# PyTorch Computer Vision

This notebook closely follows the material available at learnpytorch.io [[1]](https://www.learnpytorch.io/) with occasional refactoring and extension for consistency of style and to make connections with other parts of the package. It is also more extensive on examples and does less revisit of lower level concepts once discussed.

### Computer Vision

Computer vision [[2]](https://en.wikipedia.org/wiki/Computer_vision) is concerned with the extraction of information from images. It encompasses multiple sub-domains, we give a few examples below.

* Object detection. Deals with detection of instances of objects of a certain class, like humans, buildings, or cars.
* Motion estimation. The process of determining motion vectors that describe the transformation from one 2D image to another.
* Image segmentation. Concerned with partitioning of an image into multiple regions based on some homogeneity criteria.

In essence, anything that can be described in a visual sense can be a potential computer vision problem.

In [None]:
import matplotlib.pyplot as plt
import torch
import torchvision
from torch import nn

DEVICE = "cuda" if torch.cuda.is_available() else "cpu"

### Sample data - Fashion-MNIST

The MNIST database [[3]](https://en.wikipedia.org/wiki/MNIST_database) consists of handwritten digits used in training various image processing systems and consequently finds its usages in machine learning. Fashion-MNIST [[4]](https://github.com/zalandoresearch/fashion-mnist) is a fresh take on this database and comes with identical structure except for the fact that instead of digits in contains clothing images falling into 10 different classes. The Fashion-MNIST dataset will serve as our sample data.

In [None]:
from torchvision import datasets
from torchvision.transforms import ToTensor


train_data = datasets.FashionMNIST(
    root="data",
    train=True,
    download=True,
    transform=ToTensor(),
    target_transform=None,
)
test_data = datasets.FashionMNIST(
    root="data",
    train=False, # get test data
    download=True,
    transform=ToTensor()
)

The resulting datasets are `FashionMNIST` objects and contain, in a sequential format, tensor, by courtesy of the chosen `ToTensor` transformation, and label pairs, the latter referring to the position in the `classes` attribute of the dataset. Let us break up the data exploration into visible and easy-to-digest chunks; we start with the list of clothing types.

In [None]:
print(train_data.classes)

In [None]:
image, label = train_data[0]
print(image.shape)

The shape of image tensors is 1x28x28 which translates to the color channel, the height, and the width, respectively. Both size dimensions are pixels, the single dimensional color channel means that the image is greyscale.

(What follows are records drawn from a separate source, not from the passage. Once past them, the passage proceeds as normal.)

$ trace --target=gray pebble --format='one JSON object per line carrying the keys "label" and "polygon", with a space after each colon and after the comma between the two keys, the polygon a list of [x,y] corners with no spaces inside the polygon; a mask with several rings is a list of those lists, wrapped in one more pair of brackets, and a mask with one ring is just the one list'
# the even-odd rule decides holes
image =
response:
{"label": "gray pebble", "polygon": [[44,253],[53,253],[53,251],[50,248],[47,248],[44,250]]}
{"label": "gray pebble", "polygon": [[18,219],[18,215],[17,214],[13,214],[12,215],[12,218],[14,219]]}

**Note.** This order is known as CHW. This abbreviation is commonly extended with an N prefix to form NCHW with N standing for the number of images. PyTorch generally accepts NCHW, but performs better on NHWC, a channel last format. Here, it will not make measureable difference. See [[5]](https://pytorch.org/blog/tensor-memory-format-matters/#pytorch-best-practice) for more details and we refer to [[6]](https://en.wikipedia.org/wiki/Color_model) as well for various color models.

In [None]:
print(train_data.classes[label])
print(image)

We may also visualize the data for several randomly picked image.

In [None]:
torch.manual_seed(42)
figure = plt.figure(figsize=(12, 8))
nrows, ncols = 4, 4
for i in range(1, nrows * ncols + 1):
    index = torch.randint(0, len(train_data), size=[1]).item()
    image, label = train_data[index]
    figure.add_subplot(nrows, ncols, i)
    plt.imshow(image.squeeze(), cmap="gray")
    plt.title(train_data.classes[label])
    plt.axis(False);
plt.show()

### Detour - batch processing

PyTorch is equipped with a powerful utility called `DataLoader` that turns datasets into a Python iterable. In an ideal world, the forward and backward passes across the model can be done all at once. In practice, we are limited by computational efficiency, and it is more performant to work in batches of the data. An important side effect is that gradient descent is also performed more often per epoch; once for each batch. Batch size is yet another hyperparameter of models.

In [None]:
from typing import Iterable
from torch.utils.data import DataLoader

BATCH_SIZE = 32

train_dataloader = DataLoader(
    train_data,
    batch_size=BATCH_SIZE,
    shuffle=True,
)
test_dataloader = DataLoader(
    test_data,
    batch_size=BATCH_SIZE,
    shuffle=False,
)
print(isinstance(train_dataloader, Iterable))
print(isinstance(test_dataloader, Iterable))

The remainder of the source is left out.